Paul Hammant's Blog: Merkle Trees and Source Control
I announced SvnMerkleizer some days ago on Twitter. It adds a merkle tree capability to Subversion.
Why Subversion though, as Git has a history-retaining Merkle tree built-in. Well truth be told I started it years ago an wanted to finish it, and it was also a testbed for Servirtium that delivers Service Virtualization (SV) to Java clients of remote HTTP services.
There’s more reasons though.
In defense of Subversion for this Merkle tree thing
Size of repo
Subversion can go into terabytes quite easily, whereas Git has a hypothetical top limit. This is of history I
mean. For Git you’d use
--depth x to clone less history. With Subversion it’s implicit
--depth 1 history
at all times on the client side. Server-side in both cases keeps all history of course. Sure, Git-LFS
pushes Git into the place where it can handle video files more easily, but it’s not quite built-in.
Subversion can maintain read and write permissions for each directory. It can also group users together to make for terser config for that, even if the “Authz” technology is very confusing and error prone in the hands of novices.
Partial repo checkout.
With Subversion you can ‘svn co’ a subdirectory and that is all that comes down to your client (no parent directories).. Git does not have that - you have to clone the whole repo.
Git and Subversion have sparse checkout, which work slightly differently. Git’s is easier to use, I think.
Git does not have sparse clone, though which means that there would not be a saving on the
client’s storage for the
.git/ folder, even if the working copy modified as part of the
checkout operation is
reduced. Scratch that, Git gained sparse clone with Git 2.25.0 in Jan 2020 (update!).
Direct ‘update’ of specific files.
Hypothetically, Subversion can PUT to a single file resource in the repo, without having checked out anything before that.
Portals have added direct update access
Gitea, RhodeCode, and GitHub itself (after a fashion), have added the ability for you to effectively PUT a resource to a Git remote repo without first having cloned it. I’ve a few proofs of concept that utilize that:
- Using RhodeCode and Angular1 as an Editor for a ‘Config as Code’ System, 2016
- Custom JSON Editors for Github.com , 2015
- Perforce as a datastore, with Client-Side MVC, 2013.
Subversion does not have to be up to date, before committing back. Git needs you to pull (and resolve conflicts) before you push changes back.
Arbitrary branching models
Subversion allows you to make branches at any point in the directory tree, but that’s a really sharp knife that you can hurt yourself with. Each team placing their source in the same repo, could choose a different branching model and at any subdirectory that suits them. Perforce has the same arbitrary branching possibilities as Subversion. PlasticSCM which has Perforce-scale as a design goal, does not allow arbitrary branching. In that regard it is the same as Git and Mercurial, in that the branch is created and maintained at the root directory (whole repo). In a Monorepo configuration, nobody misses arbitrary branching.

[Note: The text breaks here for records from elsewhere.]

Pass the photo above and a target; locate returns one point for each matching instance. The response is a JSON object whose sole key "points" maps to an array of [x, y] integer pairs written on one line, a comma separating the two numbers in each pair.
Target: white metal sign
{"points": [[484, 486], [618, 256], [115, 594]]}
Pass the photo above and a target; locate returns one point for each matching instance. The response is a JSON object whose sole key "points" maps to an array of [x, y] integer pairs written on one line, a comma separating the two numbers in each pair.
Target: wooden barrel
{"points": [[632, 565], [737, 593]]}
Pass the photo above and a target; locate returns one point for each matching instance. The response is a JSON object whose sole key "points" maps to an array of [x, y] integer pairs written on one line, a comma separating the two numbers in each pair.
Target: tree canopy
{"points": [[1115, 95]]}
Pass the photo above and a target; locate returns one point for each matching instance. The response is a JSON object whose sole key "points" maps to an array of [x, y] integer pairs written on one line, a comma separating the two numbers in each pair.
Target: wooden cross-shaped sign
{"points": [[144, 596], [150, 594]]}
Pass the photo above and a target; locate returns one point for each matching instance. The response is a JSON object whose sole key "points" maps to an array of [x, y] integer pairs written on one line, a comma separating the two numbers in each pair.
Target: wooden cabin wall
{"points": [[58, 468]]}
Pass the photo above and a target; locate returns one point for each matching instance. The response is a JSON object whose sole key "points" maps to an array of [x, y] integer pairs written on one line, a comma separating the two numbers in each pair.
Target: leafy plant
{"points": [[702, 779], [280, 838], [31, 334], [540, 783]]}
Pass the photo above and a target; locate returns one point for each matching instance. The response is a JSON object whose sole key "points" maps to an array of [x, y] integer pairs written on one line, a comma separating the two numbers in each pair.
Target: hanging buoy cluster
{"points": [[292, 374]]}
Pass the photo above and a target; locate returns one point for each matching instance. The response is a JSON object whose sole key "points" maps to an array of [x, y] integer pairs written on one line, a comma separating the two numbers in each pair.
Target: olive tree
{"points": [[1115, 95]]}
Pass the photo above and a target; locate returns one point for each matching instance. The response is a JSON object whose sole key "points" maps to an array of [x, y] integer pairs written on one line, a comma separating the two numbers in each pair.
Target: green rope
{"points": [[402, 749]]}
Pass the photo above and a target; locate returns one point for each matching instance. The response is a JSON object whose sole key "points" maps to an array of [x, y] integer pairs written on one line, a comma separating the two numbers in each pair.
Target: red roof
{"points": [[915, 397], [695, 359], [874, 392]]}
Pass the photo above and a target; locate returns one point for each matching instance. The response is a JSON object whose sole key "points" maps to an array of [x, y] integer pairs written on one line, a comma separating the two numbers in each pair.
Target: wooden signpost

Git’s lesser known strengths
Direct access to SHA1 representations of the Merkle tree
If you do
git checkout SOME_SHA1 after cloning, then Git takes you back in time to that moment in time quite quickly, regardless of
where which branch that may be on.
Even with SvnMerkleizer or similar, Subversion can’t give you direct access to tree with that SHA1 as the root SHA1 (as it effectively is in Git). You could wind Subversion back to a given revision (a numeric sequence), and then recalculate the whole merkle tree. With that you could find the one you’re looking for with trial and error.
Really, though Subversion would be better if if calculated the whole merkle tree with every commit, and made that long term accessible. New problem: the tree would be different for each set of permissions for users/groups.